Highlights from

EAN 2019

European Academy of Neurology

Oslo 29 June - 2 July 2019

Randomised and observational studies comparing treatments

In two randomised phase 3 studies, SUNBEAM and RADIANCE, ozanimod reduced whole brain volume loss (BVL), cortical grey matter volume, and thalamic volume in relapsing MS patients compared with IFN-beta-1a [1]. In two other studies comparing MS treatments, there was no difference in long term efficacy of IFN and azathioprine [2], while in another study resting state functional connectivity was significantly increased in both fingolimod- and natalizumab-treated relapsing-remitting MS patients [3].

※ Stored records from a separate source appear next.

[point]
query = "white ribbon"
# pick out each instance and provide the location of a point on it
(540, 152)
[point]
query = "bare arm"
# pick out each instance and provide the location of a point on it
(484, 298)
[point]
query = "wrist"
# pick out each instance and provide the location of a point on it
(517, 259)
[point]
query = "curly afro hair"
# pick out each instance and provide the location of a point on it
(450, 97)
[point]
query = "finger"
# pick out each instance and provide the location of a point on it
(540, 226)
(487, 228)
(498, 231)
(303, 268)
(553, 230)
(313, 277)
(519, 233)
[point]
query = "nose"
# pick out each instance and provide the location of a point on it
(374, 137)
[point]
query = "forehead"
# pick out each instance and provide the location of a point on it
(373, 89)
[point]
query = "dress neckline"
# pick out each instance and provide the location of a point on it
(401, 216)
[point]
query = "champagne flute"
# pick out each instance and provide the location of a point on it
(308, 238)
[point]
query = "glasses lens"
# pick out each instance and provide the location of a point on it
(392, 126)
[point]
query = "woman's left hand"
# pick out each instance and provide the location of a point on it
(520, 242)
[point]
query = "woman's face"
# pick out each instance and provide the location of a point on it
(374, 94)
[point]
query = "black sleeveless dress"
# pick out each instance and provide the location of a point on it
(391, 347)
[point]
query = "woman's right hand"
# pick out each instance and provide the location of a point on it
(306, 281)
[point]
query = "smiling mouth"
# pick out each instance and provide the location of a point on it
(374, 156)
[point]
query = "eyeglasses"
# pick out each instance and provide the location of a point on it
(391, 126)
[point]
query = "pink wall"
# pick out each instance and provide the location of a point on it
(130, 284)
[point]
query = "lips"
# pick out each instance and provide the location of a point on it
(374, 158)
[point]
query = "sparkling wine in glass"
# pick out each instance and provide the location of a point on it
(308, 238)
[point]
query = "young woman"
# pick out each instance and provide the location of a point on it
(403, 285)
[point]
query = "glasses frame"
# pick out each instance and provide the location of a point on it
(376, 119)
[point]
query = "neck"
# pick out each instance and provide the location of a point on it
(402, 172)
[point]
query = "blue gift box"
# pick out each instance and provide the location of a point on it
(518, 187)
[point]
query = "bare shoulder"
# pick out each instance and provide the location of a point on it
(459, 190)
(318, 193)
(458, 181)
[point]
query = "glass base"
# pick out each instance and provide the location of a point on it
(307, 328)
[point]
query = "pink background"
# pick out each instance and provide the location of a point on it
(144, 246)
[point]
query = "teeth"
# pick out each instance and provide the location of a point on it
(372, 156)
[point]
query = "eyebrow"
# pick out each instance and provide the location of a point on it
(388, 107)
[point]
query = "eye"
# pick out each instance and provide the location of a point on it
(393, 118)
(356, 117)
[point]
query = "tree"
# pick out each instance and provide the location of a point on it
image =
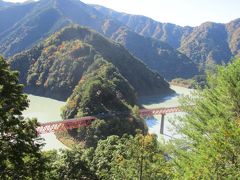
(20, 155)
(68, 164)
(210, 149)
(131, 157)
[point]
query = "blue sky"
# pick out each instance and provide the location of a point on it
(181, 12)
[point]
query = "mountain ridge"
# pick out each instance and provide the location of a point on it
(25, 32)
(54, 67)
(198, 43)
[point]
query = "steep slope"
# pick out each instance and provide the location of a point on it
(106, 94)
(47, 16)
(233, 29)
(166, 32)
(207, 43)
(55, 67)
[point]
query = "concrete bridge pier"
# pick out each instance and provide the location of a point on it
(162, 124)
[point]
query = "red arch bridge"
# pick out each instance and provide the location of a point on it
(58, 126)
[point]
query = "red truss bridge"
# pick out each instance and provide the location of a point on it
(58, 126)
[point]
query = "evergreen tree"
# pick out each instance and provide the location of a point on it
(20, 155)
(210, 149)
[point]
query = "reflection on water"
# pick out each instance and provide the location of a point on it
(45, 110)
(170, 101)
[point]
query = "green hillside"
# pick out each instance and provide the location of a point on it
(54, 67)
(25, 25)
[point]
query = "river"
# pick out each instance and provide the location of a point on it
(169, 101)
(46, 109)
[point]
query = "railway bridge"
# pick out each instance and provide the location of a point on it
(62, 125)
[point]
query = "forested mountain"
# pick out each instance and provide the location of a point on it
(5, 4)
(54, 67)
(205, 44)
(167, 32)
(22, 26)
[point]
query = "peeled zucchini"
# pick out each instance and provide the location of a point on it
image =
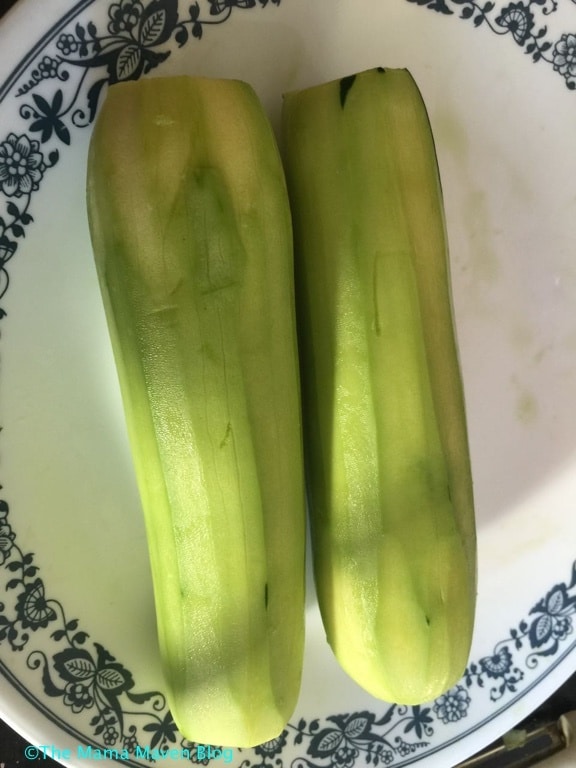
(192, 239)
(392, 515)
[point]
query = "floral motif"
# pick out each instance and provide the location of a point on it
(518, 20)
(21, 165)
(453, 705)
(564, 57)
(497, 665)
(7, 536)
(136, 37)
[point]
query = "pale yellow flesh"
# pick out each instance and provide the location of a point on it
(391, 491)
(192, 239)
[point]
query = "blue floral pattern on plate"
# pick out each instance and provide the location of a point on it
(139, 36)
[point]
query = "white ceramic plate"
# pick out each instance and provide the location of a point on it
(78, 657)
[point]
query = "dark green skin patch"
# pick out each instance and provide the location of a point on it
(345, 84)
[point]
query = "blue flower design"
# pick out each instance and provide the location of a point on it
(453, 705)
(497, 665)
(518, 20)
(21, 165)
(124, 16)
(564, 58)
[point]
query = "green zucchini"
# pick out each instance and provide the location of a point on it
(392, 513)
(191, 231)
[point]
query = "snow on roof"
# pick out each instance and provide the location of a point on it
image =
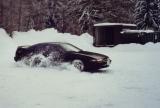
(113, 24)
(137, 31)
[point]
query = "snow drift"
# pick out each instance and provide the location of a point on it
(131, 81)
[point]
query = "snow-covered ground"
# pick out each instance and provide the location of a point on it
(132, 81)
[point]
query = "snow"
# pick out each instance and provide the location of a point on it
(113, 24)
(132, 81)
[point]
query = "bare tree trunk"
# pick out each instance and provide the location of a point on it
(20, 15)
(1, 12)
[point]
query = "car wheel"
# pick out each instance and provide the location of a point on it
(78, 64)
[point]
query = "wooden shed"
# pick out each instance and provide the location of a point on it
(109, 34)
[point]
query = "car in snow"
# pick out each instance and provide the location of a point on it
(58, 52)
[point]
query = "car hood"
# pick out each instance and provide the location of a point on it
(92, 54)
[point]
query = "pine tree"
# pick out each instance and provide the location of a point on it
(147, 14)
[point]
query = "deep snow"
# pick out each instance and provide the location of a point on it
(132, 80)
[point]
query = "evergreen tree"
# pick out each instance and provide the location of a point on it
(147, 14)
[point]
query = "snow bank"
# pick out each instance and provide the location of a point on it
(131, 81)
(7, 48)
(51, 35)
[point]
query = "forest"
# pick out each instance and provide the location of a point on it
(69, 16)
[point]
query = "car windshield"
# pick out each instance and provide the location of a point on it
(69, 47)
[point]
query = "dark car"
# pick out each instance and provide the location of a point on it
(62, 52)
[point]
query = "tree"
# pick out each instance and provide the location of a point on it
(147, 14)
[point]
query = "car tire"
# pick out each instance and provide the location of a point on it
(78, 64)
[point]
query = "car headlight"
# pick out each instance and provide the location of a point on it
(97, 60)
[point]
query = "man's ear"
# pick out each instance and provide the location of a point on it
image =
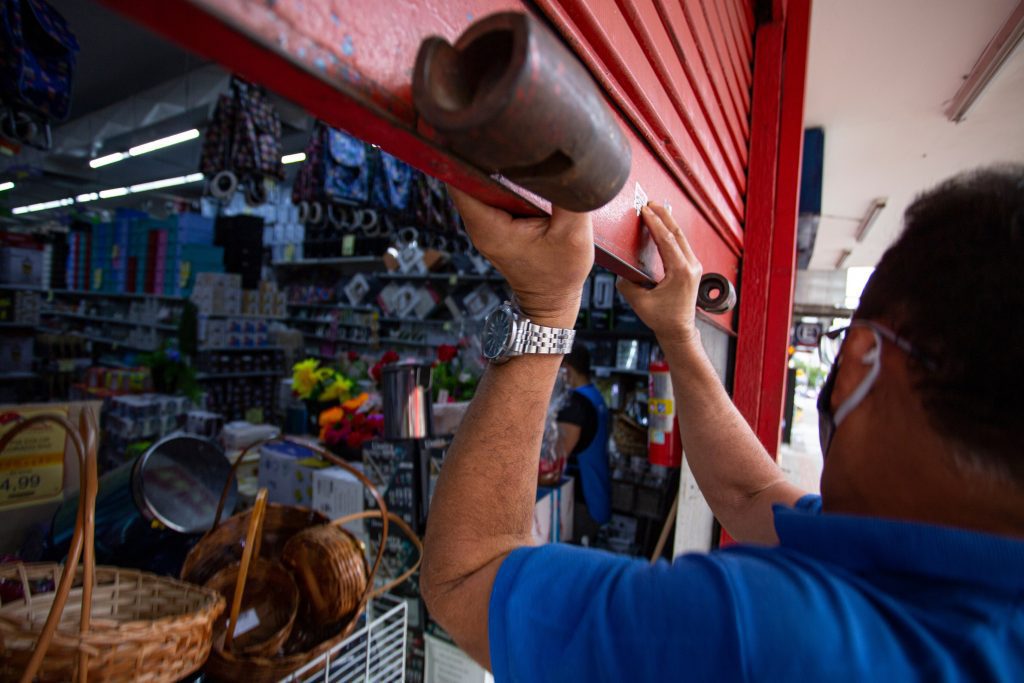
(860, 343)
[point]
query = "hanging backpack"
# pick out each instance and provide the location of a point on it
(37, 60)
(242, 143)
(393, 183)
(346, 171)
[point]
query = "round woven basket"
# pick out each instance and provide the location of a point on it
(308, 638)
(104, 624)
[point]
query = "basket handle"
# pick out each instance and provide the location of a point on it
(84, 528)
(253, 536)
(406, 529)
(331, 458)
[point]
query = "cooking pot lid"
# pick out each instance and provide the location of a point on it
(179, 480)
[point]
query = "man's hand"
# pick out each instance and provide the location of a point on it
(545, 260)
(669, 308)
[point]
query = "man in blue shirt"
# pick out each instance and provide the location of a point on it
(583, 436)
(908, 567)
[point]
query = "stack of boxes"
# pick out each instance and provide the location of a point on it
(20, 266)
(138, 254)
(230, 316)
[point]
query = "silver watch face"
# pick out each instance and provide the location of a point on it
(498, 332)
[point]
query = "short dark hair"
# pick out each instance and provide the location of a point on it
(953, 286)
(579, 358)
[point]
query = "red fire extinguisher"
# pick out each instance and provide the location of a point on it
(664, 445)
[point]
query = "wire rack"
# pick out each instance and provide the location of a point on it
(375, 653)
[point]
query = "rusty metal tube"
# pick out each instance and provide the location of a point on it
(509, 97)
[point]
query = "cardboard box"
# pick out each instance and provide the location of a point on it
(446, 664)
(286, 470)
(337, 493)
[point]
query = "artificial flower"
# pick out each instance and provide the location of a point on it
(304, 377)
(353, 404)
(446, 352)
(337, 389)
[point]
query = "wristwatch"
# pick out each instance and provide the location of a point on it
(507, 334)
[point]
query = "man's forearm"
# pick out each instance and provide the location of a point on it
(483, 504)
(736, 475)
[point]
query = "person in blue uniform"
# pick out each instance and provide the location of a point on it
(909, 566)
(583, 437)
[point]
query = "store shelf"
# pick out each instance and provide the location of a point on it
(117, 295)
(20, 288)
(107, 340)
(226, 349)
(17, 376)
(334, 306)
(387, 341)
(206, 377)
(114, 321)
(313, 321)
(452, 278)
(250, 316)
(341, 260)
(605, 371)
(416, 321)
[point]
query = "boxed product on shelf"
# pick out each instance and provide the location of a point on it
(15, 353)
(20, 260)
(553, 512)
(337, 493)
(286, 470)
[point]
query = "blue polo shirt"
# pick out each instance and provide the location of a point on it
(840, 599)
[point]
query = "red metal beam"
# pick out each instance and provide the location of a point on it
(783, 257)
(755, 283)
(355, 74)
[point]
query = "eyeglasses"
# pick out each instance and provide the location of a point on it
(832, 341)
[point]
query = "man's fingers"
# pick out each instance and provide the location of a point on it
(477, 215)
(668, 247)
(628, 289)
(674, 228)
(564, 222)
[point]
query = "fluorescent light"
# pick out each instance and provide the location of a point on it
(991, 60)
(42, 206)
(110, 194)
(872, 213)
(146, 147)
(109, 159)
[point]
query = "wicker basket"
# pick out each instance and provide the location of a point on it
(103, 624)
(308, 639)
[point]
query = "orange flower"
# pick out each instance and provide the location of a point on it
(331, 416)
(353, 404)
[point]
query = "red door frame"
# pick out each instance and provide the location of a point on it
(379, 112)
(769, 261)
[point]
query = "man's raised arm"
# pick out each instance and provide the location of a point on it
(482, 507)
(736, 476)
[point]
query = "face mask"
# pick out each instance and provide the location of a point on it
(828, 423)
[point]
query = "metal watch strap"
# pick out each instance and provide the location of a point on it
(539, 339)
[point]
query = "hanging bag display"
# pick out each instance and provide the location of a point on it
(328, 564)
(130, 626)
(38, 52)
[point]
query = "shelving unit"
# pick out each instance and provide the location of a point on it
(114, 321)
(338, 261)
(115, 295)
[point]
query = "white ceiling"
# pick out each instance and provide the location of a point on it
(880, 75)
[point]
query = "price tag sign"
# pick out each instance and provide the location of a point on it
(32, 465)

In the SUNBEAM and RADIANCE studies, participants received oral ozanimod hydrochloride 1 or 0.5 mg/day or intramuscular IFN beta-1a 30 µg a week for ≥12 months (SUNBEAM; n=1,346) or 24 months (RADIANCE; n=1,313). The effects on whole BVL were presented by Prof. Giancarlo Comi (Vita-Salute San Raffaele University, Italy) [1]. After 12 months in SUNBEAM, whole BVL was -0.61, -0.49, and -0.41 in the IFN-beta-1a, ozanimod 0.5 mg, and ozanimod 1 mg group, respectively (nominal P-values for ozanimod 0.5 mg and 1 mg: P=0.0092 and P<0.0001, respectively). After 24 months in RADIANCE, whole BVL was -0.94, -0.71, and -0.71 in the 3 respective groups (nominal P-values for ozanimod 0.5 mg and 1 mg: P=0.0002 and P<0.0001, respectively). Both ozanimod doses also reduced two prespecified exploratory endpoints vs IFN: cortical grey matter volume loss and thalamic volume loss.

In a single-centre study, long-term efficacy of IFN (n=562) and azathioprine (n=373) in relapsing-remitting MS was retrospectively compared [2]. At 10 year follow up, 50% of patients were free of any disability worsening and 25% were relapse-free, with no differences between IFN and azathioprine. Safety was also similar, but higher adherence in the azathioprine group suggests better tolerability of azathioprine.

In another study, longitudinal changes of resting state functional connectivity were evaluated in 50 relapsing-remitting MS patients treated with fingolimod (n=23) or natalizumab (n=27) over a period of 2 years [3]. Significant reduction of disease activity, stability of the EDSS score, and improvement of cognitive performance were found in both groups. Resting state functional connectivity significantly increased in the main large-scale functional networks in fingolimod- and natalizumab-treated groups, possibly reflecting a recovery from disease activity before treatment start and subsequent disease stability.

Two anti-CD20 monoclonal antibodies, one chimeric (rituximab; n=53) and one humanised (ocrelizumab; n=38) were compared [4]. B cell levels in the peripheral blood were equally decreased. However, CD4+ and CD8+ lymphocyte reduction was more pronounced in the ocrelizumab group. Patients treated with ocrelizumab presented with 10.6% more reduced overall lymphocyte count (P=0.030) and 8% more increased of CD4/CD8 ratio (P=0.042) after 1 month. After 3 months, patients treated with ocrelizumab presented with 15.2% more reduction of CD4+ lymphocytes (p=0.034).

  1. Arnold D, et al. EAN 2019, O1201.
  2. Mecchi C, et al. EAN 2019, O4110.
  3. Rocca MA, et al. EAN 2019, O4112.
  4. Nozzolillo A, et al. EAN 2019, EPO2227.